I can be intentional and authentic…and it doesn’t have to feel so heavy.
It’s been interesting (and honestly, humbling) to have my lived experience so intertwined with the brand I’m building. I enjoy the world-building of The Wellery — the mission, the imagery, the storytelling. But, the truth is, sometimes it can feel at odds with the reality of my nonlinear, very human healing process.
I’m learning that there is space for both. For structure and spontaneity. For planning and humanity.
Because when I try to control it — when I overthink what to post or how it will be perceived — it turns into another thing I avoid altogether.

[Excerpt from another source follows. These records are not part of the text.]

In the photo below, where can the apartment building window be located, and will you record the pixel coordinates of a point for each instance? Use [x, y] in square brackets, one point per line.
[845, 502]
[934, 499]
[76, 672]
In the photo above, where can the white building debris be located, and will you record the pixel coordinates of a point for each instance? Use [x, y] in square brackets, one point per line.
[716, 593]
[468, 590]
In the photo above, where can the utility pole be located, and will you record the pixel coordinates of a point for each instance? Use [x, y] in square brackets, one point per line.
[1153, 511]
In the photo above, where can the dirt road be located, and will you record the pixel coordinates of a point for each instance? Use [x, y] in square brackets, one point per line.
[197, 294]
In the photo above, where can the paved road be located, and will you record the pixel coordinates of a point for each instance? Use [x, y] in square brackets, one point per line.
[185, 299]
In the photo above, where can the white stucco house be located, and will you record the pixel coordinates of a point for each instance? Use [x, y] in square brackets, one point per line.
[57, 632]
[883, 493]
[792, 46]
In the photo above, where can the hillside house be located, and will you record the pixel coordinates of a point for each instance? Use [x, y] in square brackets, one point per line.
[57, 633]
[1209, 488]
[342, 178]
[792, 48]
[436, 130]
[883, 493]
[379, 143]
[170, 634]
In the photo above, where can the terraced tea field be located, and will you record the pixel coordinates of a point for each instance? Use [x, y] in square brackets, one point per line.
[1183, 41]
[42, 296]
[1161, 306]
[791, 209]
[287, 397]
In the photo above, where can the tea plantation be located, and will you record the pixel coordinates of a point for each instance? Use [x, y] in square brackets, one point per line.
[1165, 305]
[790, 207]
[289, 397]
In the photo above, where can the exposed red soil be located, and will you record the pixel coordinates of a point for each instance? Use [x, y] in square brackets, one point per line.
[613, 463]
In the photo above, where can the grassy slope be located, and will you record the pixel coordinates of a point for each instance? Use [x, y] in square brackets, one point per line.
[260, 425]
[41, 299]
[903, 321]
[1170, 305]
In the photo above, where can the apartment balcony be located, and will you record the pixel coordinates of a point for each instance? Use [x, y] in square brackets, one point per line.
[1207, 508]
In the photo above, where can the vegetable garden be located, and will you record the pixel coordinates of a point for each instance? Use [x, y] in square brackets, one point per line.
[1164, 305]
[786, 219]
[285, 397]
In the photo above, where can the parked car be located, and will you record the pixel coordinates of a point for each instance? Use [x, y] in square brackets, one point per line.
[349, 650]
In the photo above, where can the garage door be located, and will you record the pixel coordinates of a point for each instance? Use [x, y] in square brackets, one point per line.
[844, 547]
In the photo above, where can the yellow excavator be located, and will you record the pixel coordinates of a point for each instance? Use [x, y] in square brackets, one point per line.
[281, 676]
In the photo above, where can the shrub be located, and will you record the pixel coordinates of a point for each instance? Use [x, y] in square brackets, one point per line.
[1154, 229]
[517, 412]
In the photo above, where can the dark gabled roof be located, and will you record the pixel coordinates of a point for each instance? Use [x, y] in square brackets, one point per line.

Another place where uncertainty feels unsafe.
And the thing is… I can trust my community to practice discernment — to take what resonates and leave what doesn’t. To engage with what I share the same way I encourage my clients to engage with their healing: with curiosity, not comparison.
We all live somewhere in the “figuring it out” — in the contradictions, the in-between, the becoming — and maybe that’s exactly where I’m meant to share from.
“Be patient toward all that is unsolved in your heart and try to love the questions themselves, like locked rooms and like books that are now written in a very foreign tongue. Do not now seek the answers, which cannot be given you because you would not be able to live them. And the point is, to live everything. Live the questions now. Perhaps you will then gradually, without noticing it, live along some distant day into the answer.”